Kendisiyle on dakika konuşabilmek için on yılımı tartışmasız feda edebileceğim, sabaha karşıların determinist filosofu Seneca’nın Epistulae Morales 49.12’de dile getirdiği bu söz, filosofun tragedya eserlerinde örnek aldığı, Yunan’ın Romalı tragedya-severlere elli ayaklı tanrı gibi görünen Euripides’e (Phoen. 469) aittir.
İfadenin öncesinde ve sonrasında mektup muhatabı Luciliusçuğu karşısında bir kez daha hisleniyor gibidir. Çevirelim, kaz yanmasın. Hafif yanık olursa şey yapın.
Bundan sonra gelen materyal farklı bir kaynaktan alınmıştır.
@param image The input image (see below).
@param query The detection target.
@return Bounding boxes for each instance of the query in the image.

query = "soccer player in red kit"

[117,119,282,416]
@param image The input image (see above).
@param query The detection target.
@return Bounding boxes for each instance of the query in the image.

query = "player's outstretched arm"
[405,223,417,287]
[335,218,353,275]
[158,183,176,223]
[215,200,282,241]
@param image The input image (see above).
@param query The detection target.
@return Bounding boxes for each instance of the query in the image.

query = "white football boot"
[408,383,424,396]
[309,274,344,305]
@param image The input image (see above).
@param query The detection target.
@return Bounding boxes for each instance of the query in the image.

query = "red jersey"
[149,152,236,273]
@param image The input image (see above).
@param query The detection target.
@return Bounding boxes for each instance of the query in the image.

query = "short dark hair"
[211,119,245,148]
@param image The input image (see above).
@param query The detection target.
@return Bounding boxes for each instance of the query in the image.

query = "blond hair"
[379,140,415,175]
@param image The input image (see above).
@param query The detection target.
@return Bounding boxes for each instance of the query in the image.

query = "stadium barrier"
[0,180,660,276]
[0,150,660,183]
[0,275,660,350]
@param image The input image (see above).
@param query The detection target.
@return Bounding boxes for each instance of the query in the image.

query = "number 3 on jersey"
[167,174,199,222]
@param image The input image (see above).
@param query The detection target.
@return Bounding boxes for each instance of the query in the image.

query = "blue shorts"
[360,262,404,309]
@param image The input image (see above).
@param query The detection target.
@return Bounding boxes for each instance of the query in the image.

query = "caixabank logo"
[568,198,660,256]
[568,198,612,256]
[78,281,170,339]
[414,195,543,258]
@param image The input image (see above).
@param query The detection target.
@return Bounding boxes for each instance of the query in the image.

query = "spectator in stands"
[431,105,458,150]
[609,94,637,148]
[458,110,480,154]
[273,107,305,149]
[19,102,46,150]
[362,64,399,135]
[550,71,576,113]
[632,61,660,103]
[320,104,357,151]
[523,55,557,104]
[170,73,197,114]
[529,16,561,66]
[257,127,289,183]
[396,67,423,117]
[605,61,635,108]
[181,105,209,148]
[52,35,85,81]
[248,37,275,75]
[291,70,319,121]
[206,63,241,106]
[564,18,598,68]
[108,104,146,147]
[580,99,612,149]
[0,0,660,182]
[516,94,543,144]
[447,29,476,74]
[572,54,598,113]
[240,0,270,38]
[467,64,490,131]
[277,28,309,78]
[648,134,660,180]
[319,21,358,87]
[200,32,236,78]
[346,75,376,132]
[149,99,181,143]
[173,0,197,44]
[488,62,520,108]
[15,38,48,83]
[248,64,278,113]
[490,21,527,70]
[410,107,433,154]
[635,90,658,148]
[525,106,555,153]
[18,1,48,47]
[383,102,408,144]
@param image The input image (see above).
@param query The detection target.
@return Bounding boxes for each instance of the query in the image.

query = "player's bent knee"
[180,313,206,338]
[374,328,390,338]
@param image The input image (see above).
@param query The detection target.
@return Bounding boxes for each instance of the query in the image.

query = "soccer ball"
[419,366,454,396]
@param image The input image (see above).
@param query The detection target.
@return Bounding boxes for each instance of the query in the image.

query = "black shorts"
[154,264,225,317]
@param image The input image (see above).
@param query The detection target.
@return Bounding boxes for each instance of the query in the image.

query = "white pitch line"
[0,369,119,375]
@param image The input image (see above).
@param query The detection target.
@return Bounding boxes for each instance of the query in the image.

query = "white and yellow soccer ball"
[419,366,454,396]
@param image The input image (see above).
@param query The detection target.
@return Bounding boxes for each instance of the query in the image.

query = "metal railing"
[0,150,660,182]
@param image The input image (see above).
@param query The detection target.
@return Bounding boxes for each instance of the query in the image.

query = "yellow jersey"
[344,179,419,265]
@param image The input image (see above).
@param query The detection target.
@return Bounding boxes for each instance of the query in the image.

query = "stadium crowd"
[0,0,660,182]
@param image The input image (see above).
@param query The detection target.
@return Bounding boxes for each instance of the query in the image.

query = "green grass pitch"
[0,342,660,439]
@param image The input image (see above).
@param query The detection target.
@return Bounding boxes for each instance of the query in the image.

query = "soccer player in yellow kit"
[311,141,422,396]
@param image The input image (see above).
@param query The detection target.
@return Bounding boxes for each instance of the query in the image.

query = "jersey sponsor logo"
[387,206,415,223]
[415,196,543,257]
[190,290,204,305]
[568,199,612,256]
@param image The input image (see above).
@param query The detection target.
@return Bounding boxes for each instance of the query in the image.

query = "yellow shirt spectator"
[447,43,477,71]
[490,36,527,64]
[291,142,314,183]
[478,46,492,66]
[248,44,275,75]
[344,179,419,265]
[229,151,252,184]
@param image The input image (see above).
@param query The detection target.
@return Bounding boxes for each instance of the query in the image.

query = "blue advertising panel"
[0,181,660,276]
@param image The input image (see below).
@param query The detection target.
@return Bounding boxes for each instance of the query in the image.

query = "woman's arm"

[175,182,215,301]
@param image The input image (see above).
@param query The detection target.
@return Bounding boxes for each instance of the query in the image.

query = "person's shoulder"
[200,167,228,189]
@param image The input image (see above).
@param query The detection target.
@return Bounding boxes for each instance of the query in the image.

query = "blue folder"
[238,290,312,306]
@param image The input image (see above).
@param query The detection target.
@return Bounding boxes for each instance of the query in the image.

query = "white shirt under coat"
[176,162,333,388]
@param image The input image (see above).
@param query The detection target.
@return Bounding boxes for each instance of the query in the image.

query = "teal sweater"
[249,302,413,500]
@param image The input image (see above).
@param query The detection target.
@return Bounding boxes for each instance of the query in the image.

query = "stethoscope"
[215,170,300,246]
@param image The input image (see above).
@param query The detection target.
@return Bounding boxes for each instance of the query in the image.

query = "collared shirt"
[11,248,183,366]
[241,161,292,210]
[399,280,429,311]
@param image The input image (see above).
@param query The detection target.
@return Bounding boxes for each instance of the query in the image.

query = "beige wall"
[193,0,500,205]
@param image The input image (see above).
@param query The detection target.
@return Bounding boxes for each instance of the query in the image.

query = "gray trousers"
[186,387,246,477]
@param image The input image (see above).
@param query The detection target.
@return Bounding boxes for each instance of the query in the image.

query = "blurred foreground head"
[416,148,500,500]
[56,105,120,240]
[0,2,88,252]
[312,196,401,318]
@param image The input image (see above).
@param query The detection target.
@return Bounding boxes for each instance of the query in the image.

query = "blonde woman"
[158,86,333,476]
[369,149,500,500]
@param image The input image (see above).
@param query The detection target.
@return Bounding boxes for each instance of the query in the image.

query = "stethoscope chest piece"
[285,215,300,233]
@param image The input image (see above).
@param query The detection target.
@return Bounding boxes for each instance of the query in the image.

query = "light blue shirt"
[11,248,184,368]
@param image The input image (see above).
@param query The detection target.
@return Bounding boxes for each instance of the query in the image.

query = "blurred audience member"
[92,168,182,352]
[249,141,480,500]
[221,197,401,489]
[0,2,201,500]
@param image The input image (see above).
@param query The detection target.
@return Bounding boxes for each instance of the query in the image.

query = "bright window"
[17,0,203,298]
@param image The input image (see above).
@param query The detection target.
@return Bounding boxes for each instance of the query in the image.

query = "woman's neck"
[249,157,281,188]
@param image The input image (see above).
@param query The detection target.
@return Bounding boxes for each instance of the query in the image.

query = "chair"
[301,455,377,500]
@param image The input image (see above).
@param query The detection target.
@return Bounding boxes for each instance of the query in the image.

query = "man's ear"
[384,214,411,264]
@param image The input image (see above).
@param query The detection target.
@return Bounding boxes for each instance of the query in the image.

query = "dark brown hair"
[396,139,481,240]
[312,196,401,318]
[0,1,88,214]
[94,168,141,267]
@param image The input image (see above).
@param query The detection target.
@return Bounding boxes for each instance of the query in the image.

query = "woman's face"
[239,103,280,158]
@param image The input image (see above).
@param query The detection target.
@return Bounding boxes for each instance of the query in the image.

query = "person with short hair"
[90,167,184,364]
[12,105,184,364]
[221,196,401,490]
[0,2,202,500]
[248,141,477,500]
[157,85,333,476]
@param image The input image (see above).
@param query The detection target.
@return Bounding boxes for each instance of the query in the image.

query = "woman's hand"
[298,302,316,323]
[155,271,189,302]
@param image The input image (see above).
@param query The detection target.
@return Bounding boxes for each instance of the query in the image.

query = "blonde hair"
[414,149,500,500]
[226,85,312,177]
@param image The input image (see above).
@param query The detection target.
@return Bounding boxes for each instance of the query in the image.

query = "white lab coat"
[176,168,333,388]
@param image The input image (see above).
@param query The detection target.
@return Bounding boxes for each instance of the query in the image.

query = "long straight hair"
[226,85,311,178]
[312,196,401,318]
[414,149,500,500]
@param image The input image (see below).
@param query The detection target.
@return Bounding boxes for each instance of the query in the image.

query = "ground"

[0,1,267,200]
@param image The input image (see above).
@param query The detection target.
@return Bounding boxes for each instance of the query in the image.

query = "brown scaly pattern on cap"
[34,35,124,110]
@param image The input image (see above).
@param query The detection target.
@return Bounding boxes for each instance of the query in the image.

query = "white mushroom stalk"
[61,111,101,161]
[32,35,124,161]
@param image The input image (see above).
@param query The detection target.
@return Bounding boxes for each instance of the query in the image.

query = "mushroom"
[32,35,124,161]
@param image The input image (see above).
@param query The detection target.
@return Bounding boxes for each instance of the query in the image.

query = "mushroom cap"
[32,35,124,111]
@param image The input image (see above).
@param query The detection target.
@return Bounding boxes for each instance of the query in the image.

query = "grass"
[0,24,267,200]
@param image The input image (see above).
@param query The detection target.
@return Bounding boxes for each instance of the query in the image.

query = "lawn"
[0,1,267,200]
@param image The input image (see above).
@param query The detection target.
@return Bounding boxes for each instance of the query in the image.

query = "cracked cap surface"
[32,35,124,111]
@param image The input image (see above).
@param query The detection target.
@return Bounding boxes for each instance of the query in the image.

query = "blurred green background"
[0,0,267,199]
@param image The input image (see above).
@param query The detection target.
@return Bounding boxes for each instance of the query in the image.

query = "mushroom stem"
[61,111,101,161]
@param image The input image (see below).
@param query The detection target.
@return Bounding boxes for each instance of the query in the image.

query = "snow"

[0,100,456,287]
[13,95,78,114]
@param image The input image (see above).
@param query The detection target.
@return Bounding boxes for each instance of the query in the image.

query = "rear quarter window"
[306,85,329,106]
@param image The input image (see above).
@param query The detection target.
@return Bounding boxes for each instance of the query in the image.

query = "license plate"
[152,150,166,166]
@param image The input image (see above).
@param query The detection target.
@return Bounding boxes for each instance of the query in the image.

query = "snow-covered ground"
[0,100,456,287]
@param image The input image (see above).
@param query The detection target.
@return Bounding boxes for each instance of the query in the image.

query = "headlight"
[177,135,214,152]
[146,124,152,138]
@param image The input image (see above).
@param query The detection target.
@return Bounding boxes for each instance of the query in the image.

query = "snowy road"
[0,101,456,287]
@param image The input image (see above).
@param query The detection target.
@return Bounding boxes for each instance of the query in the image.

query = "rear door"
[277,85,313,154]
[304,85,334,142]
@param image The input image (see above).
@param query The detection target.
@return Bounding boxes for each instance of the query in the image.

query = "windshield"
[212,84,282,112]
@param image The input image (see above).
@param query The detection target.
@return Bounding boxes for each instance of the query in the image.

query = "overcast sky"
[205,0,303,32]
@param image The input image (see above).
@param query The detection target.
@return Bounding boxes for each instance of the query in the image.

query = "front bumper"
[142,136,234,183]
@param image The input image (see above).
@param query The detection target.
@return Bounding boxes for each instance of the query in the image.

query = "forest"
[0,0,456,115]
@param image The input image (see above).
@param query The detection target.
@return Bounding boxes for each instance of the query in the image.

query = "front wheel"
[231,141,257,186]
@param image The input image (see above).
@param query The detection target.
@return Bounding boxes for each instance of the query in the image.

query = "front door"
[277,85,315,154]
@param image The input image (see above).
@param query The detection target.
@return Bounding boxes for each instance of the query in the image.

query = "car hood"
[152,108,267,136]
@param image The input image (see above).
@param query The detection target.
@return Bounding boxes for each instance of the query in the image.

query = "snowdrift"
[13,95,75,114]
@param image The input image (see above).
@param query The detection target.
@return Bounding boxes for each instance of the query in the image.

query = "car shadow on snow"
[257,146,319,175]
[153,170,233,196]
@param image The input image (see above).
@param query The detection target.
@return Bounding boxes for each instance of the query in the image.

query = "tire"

“… [11] Ölümle yaşamı ayıran çizginin, en kısasının deniz yolculuğunda olduğunu sanıyorsan yanılıyorsun; her yerde eşit kısalıktadır bu çizgi. Ölüm her yerde kendini bu kadar yakında göstermez, bu kadar yakında değildir ölüm. Dağıt şu zulmeti, sana sunmaya hazırlandığım bilgilerin yolunu kolaylarsın. Zira doğa bizi kolay öğrenir yarattı, bize tam pişmemiş ama pişebilecek bir akıl bahşetti. [12] Adalet üstüne, ihtilaflı inanç üstüne, ılımlılık üstüne, her iki [kadının ve erkeğin] utanma duygusu yani yabancı bir bedene yabancı olma üstüne, kendini koruma üstüne, haydi tartış benimle! dolambaçlı yollara sokmak istemezsen beni, pek kolay varırım varacağım yere, hani o tragedya yazarının dediği gibi ‘
hakikatin dili yalındır‘, hiç gereği yok gerçeği çarpıtmanın, büyük işler peşinde koşan ruhlara hiç yakışmaz böylesi! Hoşçakal!”